Now for a couple of special tips- when buying any sun related product always ensure it contains as many of the following ingredients as possible:
1. Retinol- it’s pure Vitamin A. Vitamin A helps to form and maintain healthy skin. Retinol encourages the production and elimination of skin cells and stimulates the renewal of keratinocytes, which are the cells that synthesises keratin. Keratin is also the protein that makes up the skin, hair, and nails.
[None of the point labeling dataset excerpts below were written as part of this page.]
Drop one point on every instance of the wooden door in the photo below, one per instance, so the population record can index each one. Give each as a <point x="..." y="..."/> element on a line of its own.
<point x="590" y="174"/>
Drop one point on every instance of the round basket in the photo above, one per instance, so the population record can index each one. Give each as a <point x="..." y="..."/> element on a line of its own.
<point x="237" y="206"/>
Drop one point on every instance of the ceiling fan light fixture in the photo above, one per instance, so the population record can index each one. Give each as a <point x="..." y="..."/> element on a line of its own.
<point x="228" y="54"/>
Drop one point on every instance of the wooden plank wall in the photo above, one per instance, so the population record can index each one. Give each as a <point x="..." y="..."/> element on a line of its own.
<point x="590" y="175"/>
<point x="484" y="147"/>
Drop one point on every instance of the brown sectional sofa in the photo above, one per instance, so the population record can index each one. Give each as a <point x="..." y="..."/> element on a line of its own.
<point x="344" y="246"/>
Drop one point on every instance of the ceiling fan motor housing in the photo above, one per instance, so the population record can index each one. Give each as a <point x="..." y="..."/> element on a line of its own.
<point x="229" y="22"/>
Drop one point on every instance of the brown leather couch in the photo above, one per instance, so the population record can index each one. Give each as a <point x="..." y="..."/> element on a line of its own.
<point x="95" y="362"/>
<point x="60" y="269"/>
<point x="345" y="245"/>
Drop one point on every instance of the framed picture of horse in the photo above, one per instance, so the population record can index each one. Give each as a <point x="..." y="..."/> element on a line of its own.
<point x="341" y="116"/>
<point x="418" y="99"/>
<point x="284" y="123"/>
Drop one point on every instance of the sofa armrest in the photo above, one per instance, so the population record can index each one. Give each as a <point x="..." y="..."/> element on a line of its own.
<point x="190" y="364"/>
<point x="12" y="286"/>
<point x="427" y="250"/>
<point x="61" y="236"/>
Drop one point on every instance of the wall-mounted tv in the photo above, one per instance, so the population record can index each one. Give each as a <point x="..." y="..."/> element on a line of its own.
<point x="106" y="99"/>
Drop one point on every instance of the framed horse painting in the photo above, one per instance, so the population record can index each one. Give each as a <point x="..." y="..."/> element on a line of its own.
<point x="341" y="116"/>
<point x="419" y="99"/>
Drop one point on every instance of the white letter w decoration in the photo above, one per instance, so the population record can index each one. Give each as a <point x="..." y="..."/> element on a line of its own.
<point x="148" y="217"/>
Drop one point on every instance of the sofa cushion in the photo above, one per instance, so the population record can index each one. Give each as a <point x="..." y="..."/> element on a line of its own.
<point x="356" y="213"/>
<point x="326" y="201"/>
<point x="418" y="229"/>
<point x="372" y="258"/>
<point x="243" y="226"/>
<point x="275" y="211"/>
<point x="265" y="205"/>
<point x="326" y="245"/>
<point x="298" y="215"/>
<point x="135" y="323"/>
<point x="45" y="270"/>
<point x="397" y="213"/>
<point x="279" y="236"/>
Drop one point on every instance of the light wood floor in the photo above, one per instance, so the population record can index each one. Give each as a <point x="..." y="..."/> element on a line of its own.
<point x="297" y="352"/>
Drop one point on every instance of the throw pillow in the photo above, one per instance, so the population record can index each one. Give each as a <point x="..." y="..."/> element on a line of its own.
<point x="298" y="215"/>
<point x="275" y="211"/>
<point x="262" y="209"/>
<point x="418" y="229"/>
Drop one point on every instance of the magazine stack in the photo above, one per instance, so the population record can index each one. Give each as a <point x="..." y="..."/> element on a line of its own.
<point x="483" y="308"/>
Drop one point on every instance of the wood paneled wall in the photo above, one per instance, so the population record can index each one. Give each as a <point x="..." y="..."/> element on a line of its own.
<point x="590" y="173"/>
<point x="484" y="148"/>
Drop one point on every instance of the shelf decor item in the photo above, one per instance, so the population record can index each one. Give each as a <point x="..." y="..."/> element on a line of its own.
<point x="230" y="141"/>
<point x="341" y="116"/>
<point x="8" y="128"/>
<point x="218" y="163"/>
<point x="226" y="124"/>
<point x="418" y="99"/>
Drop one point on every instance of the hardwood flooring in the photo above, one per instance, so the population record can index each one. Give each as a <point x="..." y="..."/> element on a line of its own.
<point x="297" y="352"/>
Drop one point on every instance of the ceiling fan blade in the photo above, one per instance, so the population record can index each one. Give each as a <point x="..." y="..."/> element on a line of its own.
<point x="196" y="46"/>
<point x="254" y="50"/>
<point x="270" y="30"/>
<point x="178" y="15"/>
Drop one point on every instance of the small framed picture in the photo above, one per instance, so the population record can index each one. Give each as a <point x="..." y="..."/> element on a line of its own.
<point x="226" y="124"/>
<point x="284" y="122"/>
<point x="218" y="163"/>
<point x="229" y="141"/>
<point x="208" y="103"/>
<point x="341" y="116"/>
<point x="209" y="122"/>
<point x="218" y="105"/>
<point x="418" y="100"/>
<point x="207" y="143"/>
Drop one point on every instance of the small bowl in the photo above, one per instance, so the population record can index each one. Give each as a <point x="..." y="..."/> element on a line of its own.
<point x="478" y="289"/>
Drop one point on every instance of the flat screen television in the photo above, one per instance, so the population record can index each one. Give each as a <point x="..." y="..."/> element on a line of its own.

The effects of retinol include softer skin and reduced appearance of fine lines.
2. Copper/Copper Peptides- a necessary trace metal in the body that is responsible for power and flexibility of the skin. Copper is added to specific anti-aging formulations to enhance the skin’s elasticity and strength.
3. Alpha Hydroxin Acids – AHAs remove dead skin cells from the upper layer of the skin. This increases creation of new skin cells and controls moisture levels, resulting in smoother, healthier skin tone. AHA’s result from natural sources, such as fruit, milk and sugar cane.
4. Antioxidants Vitamin C + E – oxidative stress, primarily caused by sun exposure, damages the skin’s support formation, the collagen matrix, Vitamin C + E, fights oxidative pressure and helps cells mend prior damage. When applied to the skin, antioxidants can lower the appearance of wrinkles and skin discoloration, and enhance skin vivacity.
5. Soy- the effective components of soybeans are mild and efficient additions to numerous skincare preparations. The benefits of soy consist of smoothing and moisturising the skin and evening the overall skin tone.
I hope I’m wrong and we’ve only just had a taster of the sort of weather that lies ahead but even in snow, sleet and rain, a little protection will really help the skin keep that youthful glow longer. It takes 30 seconds but could keep us 10 years younger in appearance as a result!